Regarding the construction of a light-controlled crossing in the High Street, Higham Ferrers, on the corner of Wharf Road, together with a second crossing at the same corner, only 50m or so away from a well-established crossing of the same type, I was concerned that, recently, our mayor stated that the first our town council knew about this was when it was too late to have any influence over it, so I made a few phone calls to check.
I spoke to the economic development officer at East Northants Council, who informed me that this crossing was part of the Rushden, Higham Ferrers, Irthlingborough Greenway project, and that the project manager was an officer with Northamptonshire County Council.

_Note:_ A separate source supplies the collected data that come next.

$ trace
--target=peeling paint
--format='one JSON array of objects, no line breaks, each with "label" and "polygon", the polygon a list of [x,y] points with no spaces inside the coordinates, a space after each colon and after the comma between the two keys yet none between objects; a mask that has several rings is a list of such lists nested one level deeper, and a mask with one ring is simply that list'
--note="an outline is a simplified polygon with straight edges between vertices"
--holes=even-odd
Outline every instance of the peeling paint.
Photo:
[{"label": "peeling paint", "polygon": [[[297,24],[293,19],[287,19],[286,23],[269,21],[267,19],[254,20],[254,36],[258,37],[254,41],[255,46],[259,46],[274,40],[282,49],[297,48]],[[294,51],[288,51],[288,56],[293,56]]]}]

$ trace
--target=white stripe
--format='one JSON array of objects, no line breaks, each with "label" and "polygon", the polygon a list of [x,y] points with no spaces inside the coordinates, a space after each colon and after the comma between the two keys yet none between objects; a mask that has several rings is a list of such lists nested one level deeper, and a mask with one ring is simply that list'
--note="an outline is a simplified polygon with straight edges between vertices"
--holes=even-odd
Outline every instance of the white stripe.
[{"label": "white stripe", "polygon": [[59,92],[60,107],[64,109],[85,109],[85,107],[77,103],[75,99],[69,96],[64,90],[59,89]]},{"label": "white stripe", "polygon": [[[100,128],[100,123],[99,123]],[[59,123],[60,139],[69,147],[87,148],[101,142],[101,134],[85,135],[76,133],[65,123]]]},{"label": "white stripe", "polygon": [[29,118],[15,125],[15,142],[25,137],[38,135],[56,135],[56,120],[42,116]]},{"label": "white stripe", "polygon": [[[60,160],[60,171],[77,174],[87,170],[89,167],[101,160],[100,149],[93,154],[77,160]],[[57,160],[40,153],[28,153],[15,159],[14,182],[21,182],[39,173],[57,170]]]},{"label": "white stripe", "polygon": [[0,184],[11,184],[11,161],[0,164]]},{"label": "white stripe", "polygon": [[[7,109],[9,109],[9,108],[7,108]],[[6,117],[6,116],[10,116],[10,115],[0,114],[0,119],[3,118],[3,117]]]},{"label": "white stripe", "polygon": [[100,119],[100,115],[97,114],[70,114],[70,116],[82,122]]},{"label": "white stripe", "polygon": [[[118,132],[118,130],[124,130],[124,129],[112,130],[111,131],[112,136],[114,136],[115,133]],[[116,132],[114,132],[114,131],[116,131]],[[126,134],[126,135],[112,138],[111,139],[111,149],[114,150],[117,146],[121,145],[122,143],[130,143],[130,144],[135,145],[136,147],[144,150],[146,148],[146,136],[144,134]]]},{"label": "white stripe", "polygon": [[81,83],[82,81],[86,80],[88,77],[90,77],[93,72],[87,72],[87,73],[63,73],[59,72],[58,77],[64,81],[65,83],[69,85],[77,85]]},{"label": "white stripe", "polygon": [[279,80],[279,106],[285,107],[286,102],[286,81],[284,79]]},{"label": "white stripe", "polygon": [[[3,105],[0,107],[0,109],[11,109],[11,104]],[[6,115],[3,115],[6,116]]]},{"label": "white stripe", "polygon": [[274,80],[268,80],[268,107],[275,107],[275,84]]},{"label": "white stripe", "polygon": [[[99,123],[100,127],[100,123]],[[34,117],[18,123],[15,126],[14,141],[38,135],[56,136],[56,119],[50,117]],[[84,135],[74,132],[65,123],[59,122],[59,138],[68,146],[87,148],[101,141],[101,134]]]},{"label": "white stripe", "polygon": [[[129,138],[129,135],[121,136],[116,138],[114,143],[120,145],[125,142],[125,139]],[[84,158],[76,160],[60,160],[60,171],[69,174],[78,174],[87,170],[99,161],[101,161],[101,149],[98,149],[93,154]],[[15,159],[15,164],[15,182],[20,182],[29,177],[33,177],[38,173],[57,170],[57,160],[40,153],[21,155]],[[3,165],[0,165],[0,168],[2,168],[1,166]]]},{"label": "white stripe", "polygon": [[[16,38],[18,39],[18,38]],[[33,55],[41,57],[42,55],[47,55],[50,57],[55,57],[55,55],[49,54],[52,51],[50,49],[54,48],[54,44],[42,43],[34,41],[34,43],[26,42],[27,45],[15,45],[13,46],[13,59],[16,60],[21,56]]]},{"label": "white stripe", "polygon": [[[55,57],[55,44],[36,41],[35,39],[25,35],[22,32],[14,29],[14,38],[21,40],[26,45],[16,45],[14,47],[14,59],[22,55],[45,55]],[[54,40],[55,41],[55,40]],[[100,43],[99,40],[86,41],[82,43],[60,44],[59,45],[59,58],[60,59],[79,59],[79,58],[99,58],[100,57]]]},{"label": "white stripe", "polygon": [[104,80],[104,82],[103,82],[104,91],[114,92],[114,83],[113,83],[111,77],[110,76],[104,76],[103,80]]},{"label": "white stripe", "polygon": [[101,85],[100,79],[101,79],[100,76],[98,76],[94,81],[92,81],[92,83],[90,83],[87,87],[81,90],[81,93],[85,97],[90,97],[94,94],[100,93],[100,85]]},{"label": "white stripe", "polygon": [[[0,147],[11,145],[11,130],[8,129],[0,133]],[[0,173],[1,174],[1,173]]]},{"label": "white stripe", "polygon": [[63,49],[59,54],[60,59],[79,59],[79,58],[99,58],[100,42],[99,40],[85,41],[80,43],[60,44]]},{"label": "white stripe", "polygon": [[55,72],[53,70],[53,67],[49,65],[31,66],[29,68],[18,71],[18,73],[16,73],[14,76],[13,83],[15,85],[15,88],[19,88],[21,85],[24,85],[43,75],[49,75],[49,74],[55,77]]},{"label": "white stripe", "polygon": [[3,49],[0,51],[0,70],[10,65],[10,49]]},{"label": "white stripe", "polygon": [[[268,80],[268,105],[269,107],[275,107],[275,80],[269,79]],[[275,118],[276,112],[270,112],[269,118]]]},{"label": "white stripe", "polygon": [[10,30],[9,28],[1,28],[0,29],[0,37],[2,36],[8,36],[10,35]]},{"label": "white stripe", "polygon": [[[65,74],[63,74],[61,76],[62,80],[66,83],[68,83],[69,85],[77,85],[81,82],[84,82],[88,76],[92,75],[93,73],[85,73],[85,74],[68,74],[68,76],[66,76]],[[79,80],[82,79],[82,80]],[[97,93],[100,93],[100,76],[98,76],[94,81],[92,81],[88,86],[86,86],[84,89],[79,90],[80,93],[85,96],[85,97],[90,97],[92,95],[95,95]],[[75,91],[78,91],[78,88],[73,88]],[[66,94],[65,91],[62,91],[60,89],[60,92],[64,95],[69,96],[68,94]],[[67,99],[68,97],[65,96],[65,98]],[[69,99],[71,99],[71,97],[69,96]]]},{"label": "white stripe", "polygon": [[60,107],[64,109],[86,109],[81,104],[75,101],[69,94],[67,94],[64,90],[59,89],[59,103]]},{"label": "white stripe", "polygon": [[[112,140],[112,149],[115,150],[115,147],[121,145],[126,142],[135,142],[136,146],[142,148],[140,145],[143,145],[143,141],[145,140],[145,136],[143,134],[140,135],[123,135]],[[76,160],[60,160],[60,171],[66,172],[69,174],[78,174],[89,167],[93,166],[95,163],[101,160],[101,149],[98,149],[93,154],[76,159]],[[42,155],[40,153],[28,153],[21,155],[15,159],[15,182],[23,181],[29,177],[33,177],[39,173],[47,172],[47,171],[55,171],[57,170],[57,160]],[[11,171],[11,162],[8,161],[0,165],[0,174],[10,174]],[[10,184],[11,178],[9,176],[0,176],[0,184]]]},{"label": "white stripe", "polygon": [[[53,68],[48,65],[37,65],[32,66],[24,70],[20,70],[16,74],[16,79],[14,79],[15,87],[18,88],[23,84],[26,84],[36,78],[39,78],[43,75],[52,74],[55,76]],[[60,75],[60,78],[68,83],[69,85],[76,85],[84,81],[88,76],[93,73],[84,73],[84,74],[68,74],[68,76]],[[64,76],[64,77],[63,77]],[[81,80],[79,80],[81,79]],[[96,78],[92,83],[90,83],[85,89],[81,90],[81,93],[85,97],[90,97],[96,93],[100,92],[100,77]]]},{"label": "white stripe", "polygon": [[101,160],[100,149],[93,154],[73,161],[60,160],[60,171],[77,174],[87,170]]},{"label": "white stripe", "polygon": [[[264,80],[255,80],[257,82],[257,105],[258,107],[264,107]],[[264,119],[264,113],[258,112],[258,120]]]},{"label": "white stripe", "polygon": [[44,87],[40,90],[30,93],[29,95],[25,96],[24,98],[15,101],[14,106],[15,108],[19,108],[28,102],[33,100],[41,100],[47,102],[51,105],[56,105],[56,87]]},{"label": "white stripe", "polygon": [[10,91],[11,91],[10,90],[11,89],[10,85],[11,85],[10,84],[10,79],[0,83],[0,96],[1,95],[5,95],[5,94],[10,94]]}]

I asked who was on the project board, and was told it was made up of a district councillor from Rushden, a county councillor from Irthlingborough, himself, the county project manager and a representative from Rockingham Forest Trust, one of the funding partners, but no representatives from Higham Ferrers.
I asked about the choice of route and why create another two crossings at a cost of many thousands of pounds when an adequate crossing already existed.
He said that the route was agreed by the board.
I suggested had there been an input from Higham Ferrers, a more cost-effective route would have been proposed to continue along the railway track bed to its terminus to the rear of Higham Library, thus creating the pedestrian access to the Ferrers School the town has been asking for over the past 20 years; then north, along Midland Road, through the Castle Field footpath to College Street, along to the existing light-controlled crossing some 30m north, and then into the back lane and on into Irthlingborough, thus reducing the use of main roads and saving the costs of the crossings in High Street.
I must point out that for cyclists to use the new crossing, they will have to travel about 50m along the footpath, thus breaking the law.
The whole project has been funded through the obtaining of grant aid from various sources, one
being the Rockingham Forest Trust.
As part of the grant application, the funders have to be satisfied that full consultation has taken place with all parties directly or indirectly affected by the scheme. The mayor’s statement tells me that in Higham Ferrers this did not take place.
Indeed, the economic development officer informed me that both he and the project manager met our mayor and county councillor on November 21, 2011; as work began on January 3, 2012, the contracts had already been signed, contracts exchanged, route and start date agreed – therefore, this was not consultation.
The funders for the scheme must look at the application again to ensure they are not complicit in any way to any possible breaches in the law, and the moral of the story is, if you want to alter Higham Ferrers, then ask, especially as our town council is now consulting on a Town Plan that may see the removal of both these crossings and possible changes to the High Street to improve car parking.